Vodafone and Virgin Media are the UK’s most complained about telecoms providers according to the latest figures from Ofcom.
The regulator monitors complaints about providers with a market share greater than 1.5 per cent in the sectors they operate. Typical issues include quality of service, how the operators themselves handle complaints, or with billing.
The idea is that consumers can make more informed decisions when choosing a landline, broadband, mobile or Pay-TV service, giving providers an incentive to improve. These latest figures cover the period between July and September last year.
Virgin Media is the most-complained about mobile operator in the UK, receiving 11 complaints per 100,000 customers. BT (8), Vodafone (8) and iD Mobile (5) all exceeded the industry average of 4 with Three (4), O2 (3) and EE (3) all coming under the benchmark.
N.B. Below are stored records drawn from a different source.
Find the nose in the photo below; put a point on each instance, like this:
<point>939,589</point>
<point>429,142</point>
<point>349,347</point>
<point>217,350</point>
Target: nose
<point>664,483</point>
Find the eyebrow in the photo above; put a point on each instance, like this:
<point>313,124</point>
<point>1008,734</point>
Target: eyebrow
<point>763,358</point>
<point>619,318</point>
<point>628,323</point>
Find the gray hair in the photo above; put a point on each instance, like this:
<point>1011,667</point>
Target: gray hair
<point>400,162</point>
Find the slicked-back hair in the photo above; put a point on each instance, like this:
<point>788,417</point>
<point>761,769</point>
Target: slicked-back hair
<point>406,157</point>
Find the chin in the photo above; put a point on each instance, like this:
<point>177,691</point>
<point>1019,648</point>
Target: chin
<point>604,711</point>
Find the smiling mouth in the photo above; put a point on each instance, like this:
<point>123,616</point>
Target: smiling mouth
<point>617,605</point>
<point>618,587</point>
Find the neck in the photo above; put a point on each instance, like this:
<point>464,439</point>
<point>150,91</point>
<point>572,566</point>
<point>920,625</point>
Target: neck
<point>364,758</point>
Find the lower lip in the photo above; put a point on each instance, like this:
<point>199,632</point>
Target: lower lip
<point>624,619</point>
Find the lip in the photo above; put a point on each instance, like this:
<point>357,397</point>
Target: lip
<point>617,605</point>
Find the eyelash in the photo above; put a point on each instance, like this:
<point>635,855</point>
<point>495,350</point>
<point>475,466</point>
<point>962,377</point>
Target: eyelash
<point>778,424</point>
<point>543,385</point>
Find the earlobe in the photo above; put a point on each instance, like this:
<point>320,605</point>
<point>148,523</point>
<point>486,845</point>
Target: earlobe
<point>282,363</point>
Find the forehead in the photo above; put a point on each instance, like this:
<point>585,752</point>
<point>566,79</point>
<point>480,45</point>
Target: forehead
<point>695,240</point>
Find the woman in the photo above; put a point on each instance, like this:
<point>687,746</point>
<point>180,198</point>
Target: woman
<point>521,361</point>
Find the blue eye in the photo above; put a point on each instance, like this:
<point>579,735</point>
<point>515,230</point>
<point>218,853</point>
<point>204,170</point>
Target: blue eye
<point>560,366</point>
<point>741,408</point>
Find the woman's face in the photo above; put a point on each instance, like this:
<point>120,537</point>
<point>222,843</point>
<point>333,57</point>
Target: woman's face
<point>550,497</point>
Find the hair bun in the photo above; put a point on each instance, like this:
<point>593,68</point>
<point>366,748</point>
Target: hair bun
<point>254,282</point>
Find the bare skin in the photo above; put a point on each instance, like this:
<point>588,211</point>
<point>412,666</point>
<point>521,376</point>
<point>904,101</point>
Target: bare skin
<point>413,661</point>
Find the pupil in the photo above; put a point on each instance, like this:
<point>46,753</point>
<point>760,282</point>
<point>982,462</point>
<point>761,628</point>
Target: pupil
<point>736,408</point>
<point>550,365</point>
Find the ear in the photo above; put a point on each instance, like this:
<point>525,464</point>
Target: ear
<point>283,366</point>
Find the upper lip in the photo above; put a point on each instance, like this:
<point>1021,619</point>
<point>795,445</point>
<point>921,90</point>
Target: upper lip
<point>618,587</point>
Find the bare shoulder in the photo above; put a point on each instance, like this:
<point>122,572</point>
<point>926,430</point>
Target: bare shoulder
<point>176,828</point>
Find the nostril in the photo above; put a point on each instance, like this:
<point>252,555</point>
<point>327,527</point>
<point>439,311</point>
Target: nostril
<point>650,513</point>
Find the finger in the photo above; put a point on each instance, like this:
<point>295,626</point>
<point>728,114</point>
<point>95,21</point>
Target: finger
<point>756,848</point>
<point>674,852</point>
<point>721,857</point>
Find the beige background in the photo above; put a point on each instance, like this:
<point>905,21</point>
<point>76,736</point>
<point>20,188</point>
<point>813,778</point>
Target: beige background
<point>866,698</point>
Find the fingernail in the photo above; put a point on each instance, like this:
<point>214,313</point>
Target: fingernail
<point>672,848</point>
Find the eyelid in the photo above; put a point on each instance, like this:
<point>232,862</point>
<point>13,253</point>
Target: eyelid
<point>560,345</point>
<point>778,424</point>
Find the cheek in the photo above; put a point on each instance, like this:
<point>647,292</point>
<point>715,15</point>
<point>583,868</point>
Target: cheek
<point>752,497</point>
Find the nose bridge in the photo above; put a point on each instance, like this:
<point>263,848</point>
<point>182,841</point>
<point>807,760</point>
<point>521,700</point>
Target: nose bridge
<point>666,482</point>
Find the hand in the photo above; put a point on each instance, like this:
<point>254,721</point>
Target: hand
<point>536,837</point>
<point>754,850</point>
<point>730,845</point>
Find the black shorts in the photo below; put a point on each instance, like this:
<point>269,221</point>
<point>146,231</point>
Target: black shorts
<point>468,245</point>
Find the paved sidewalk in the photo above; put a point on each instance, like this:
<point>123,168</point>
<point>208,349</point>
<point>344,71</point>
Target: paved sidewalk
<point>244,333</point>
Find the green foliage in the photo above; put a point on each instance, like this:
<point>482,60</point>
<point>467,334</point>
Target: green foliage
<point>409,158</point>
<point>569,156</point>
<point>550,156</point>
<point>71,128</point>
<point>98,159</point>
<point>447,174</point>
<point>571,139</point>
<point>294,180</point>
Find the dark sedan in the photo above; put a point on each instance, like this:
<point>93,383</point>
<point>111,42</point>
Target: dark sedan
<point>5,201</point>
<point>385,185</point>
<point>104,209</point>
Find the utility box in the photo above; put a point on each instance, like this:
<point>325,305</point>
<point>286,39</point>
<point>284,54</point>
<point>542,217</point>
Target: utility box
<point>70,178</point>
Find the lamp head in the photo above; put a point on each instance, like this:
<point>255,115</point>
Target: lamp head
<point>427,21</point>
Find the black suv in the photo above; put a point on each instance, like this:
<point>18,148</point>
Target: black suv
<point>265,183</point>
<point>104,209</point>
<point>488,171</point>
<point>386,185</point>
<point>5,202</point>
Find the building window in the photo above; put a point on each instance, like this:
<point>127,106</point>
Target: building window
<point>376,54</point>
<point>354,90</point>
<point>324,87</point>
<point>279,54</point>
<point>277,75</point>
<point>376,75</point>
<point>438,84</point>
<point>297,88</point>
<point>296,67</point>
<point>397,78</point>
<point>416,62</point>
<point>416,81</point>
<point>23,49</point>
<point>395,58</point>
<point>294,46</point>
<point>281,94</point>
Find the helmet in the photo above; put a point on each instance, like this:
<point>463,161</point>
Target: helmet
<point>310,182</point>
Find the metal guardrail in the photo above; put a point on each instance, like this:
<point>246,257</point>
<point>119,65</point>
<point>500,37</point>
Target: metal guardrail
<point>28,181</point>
Tesco Mobile continues to be the UK’s least complained about operator with just 1 complaint per 100,000 subscribers.
For the first time, Vodafone has met the 1.5 per cent threshold in the broadband and landline markets, and duly received the most complaints in both categories. The Post Office also featured for the first time in broadband and received a below-average number of grievances.
In broadband, Vodafone received 27 – well above the industry average of 15. TalkTalk (23), BT (22) and Plusnet (21) also scored above average, while Virgin Media (13) the Post Office (9) EE (8) and Sky (5) recorded lower-than average figures.
For landline services, Vodafone received 19 complaints per 100,000, ahead of TalkTalk (18), Plusnet (17), BT (13), Virgin Media (12), the Post Office (9), EE (6) and Sky (5). The industry average was 11.
Virgin Media was the UK’s most complained about Pay-TV provider with 19 complaints, more than BT (15) and TalkTalk (8). Sky (1) was the only provider to record a figure below the average of 7.
“With so much competition in telecoms and TV services, companies that are falling short need to make service quality and complaints handling their priority. Customers who aren’t happy with their provider can shop around and vote with their feet,” said Jane Rumble, Ofcom’s Director of Consumer Policy.